I picked up the bag of charcoal and tipped it into the bowl of the grill. I ripped off a starter, snuggled it in the center of the black blocks, and lit it with my rechargeable candle lighter.
It flamed in response.
And then, thinking about how I would have to cook the vegetables in a basket in the dark, I felt incredibly tired.
Surviving, it turns out, is exhausting.
I went back inside and accepted the glass of wine William had poured me. He had meanwhile established that a line was down across from our house and a crew was there to work on it. He explained to me how lines get fixed and then explained how electricity runs through them and into our individual houses.

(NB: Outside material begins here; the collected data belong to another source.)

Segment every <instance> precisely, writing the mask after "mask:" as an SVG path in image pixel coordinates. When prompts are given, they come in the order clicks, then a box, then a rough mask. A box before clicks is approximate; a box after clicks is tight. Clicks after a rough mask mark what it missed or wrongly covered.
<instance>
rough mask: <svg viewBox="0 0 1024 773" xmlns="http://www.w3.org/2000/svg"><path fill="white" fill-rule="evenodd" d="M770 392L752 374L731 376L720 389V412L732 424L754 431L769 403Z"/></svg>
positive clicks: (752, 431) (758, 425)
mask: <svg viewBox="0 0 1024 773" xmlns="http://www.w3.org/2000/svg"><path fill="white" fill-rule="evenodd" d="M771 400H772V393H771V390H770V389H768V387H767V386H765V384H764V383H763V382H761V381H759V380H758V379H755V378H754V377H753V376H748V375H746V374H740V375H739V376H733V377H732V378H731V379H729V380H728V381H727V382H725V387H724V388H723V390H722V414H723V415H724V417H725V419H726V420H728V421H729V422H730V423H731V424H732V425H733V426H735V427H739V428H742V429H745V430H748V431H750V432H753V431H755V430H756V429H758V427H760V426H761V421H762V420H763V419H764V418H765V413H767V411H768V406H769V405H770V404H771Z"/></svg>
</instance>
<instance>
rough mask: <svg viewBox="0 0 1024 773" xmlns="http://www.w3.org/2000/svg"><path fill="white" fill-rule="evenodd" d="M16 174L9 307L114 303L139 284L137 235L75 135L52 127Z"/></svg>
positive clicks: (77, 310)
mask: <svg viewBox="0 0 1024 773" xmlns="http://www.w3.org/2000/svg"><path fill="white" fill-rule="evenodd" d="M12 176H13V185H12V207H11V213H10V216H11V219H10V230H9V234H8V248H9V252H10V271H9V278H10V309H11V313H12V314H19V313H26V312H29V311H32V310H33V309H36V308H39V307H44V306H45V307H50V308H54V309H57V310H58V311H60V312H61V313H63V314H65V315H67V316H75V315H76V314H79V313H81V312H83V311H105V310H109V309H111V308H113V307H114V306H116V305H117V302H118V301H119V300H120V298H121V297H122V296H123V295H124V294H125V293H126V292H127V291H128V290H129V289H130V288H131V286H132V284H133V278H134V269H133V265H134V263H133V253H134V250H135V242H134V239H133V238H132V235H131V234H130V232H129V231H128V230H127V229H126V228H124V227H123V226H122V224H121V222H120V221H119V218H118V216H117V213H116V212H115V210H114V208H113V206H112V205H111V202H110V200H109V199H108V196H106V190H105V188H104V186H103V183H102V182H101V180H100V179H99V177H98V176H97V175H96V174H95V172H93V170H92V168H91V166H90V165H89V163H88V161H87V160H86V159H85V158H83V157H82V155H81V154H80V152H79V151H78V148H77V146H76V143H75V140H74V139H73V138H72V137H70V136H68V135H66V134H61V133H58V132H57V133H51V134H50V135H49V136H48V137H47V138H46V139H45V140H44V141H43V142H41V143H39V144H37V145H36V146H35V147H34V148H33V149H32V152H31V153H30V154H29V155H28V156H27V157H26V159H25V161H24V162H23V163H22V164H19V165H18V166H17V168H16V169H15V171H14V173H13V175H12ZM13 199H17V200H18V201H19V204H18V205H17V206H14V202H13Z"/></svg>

And then the power came back on.
So, I steamed the vegetables in a pot in the kitchen and badly wished I’d made something with cheesy carbs instead. But I did feel the comfort that comes from a winter storm — and electricity.
One thought on “I’m a survivor, I’m gonna make it”
I can tell you’re family. Love a blizzard, a rain storm, thunder and lightning and wind…lots of wind. Nuzzling against loved one and the doggies, in the comfort of a warm and cozy home, is nothing less than magical.
Thanks for sharing. Can hardly wait for our next blizzard. Grand Maman’s blanket will keep me warm.